MQL5-Google-Onedrive/.jules/bolt.md
google-labs-jules[bot] a615fa0bf9 Bolt: optimize repository validation script
- Replaced `Path.rglob("*")` with `os.walk()` for faster traversal.
- Implemented efficient directory skipping in `os.walk()`.
- Combined multiple secret scanning regexes into a single pattern with named groups for single-pass scanning.
- Switched to line-by-line file reading for secret scanning to reduce memory usage.
- Updated `docs/PERFORMANCE_OPTIMIZATIONS.md` and `.jules/bolt.md`.
2026-02-26 21:01:39 +00:00

3.9 KiB

Bolt's Journal

This journal is for CRITICAL, non-routine performance learnings ONLY.

  • Codebase-specific bottlenecks
  • Failed optimizations (and why)
  • Surprising performance patterns
  • Rejected changes with valuable lessons

2024-07-25 - MQL5 Native Functions vs. Scripted Loops

Learning: My assumption that a manual MQL5 loop over a pre-cached array would be faster than built-in functions like iHighest() and iLowest() was incorrect. The code review pointed out that MQL5's native, built-in functions are implemented in highly optimized C++ and are significantly faster than loops executed in the MQL5 scripting layer. The original comment stating this was correct. Action: Always prefer using MQL5's built-in, native functions for calculations like finding highs/lows over manual loops, even if the data is already in a local array. The performance gain from the native implementation outweighs the overhead of the function call.

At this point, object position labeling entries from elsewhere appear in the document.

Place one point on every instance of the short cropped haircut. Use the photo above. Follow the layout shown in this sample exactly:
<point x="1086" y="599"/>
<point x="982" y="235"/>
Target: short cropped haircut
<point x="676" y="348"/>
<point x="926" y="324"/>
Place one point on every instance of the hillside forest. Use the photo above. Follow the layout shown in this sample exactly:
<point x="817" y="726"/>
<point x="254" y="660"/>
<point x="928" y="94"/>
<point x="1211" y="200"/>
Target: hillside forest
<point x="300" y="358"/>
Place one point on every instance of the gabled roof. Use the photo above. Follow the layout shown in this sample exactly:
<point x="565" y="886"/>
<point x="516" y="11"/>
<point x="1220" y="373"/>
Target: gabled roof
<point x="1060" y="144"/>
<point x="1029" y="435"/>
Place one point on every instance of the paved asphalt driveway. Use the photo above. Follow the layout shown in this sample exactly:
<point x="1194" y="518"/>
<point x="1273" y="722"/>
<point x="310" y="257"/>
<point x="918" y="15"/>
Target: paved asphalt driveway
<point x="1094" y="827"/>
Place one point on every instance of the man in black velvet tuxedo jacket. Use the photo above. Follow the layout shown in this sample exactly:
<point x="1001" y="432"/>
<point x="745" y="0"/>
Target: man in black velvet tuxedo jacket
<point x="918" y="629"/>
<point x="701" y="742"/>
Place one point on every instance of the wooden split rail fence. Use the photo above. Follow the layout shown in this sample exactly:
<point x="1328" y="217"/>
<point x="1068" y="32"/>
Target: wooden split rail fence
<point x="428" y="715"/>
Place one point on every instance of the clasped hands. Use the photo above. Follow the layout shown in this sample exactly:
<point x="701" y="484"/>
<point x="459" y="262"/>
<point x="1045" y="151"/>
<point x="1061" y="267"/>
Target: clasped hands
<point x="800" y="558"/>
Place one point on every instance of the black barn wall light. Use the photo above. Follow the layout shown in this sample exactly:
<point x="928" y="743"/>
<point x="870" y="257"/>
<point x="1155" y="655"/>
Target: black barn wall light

2026-01-23 - Python File System Checks

Learning: Checking for file existence (os.path.exists) before getting metadata (os.path.getmtime) introduces a redundant syscall. os.stat() provides both pieces of information in a single syscall and uses the EAFP (Easier to Ask for Forgiveness than Permission) pattern, which is more Pythonic and slightly faster, especially in high-frequency loops or handlers. Action: Use os.stat() when both existence and metadata are needed, wrapping it in a try...except OSError block.

2026-01-26 - yfinance Bulk Download

Learning: yfinance Ticker.history in a loop is significantly slower than yf.download with a list of tickers due to sequential HTTP requests. yf.download with group_by='ticker' provides a consistent MultiIndex structure even for single tickers, simplifying bulk processing. Action: Always prefer yf.download(tickers) over iterating yf.Ticker(t) when fetching data for multiple symbols.

2026-02-09 - Git Command Performance

Learning: git for-each-ref is a powerful tool for batch data retrieval, but without filtering, it processes all refs, including thousands of stale merged branches in older repositories. Calculating ahead-behind counts for these stale branches is O(N) where N is total branches, which can be significantly slower than O(M) where M is active branches. Action: Always filter git for-each-ref with --no-merged (or --merged depending on use case) when only interested in a subset of branches, especially when expensive formatting options like ahead-behind are used.

2026-02-14 - Markdown Parser Reuse

Learning: markdown.markdown() is a convenience function that re-initializes the Markdown parser class on every call. In high-frequency or repetitive rendering scenarios (like a dashboard), this adds significant overhead (~10% in this case). Reusing a markdown.Markdown instance via threading.local() (for thread safety in WSGI apps) eliminates this initialization cost. Action: When using markdown library in a web server or loop, instantiate markdown.Markdown once per thread/process and reuse it with .reset() instead of calling the top-level markdown.markdown() shortcut.

2026-02-15 - Repository-Wide File Scanning

Learning: For repository-wide file traversal in Python, os.walk() is consistently faster than Path.rglob("*") as it avoids the overhead of instantiating Path objects for every filesystem entry. Furthermore, modifying the dirs list in-place during os.walk() is the most efficient way to skip large or irrelevant directories (like .git or node_modules). For pattern matching (like secret scanning) across many lines, combining multiple regexes into a single pattern with named groups (?P<name>pattern) allows for single-pass scanning per line, further reducing CPU cycles. Action: Use os.walk() with in-place dirs modification for repo-wide traversal. Combine multiple regex patterns into a single named-group regex for efficient multi-pattern matching.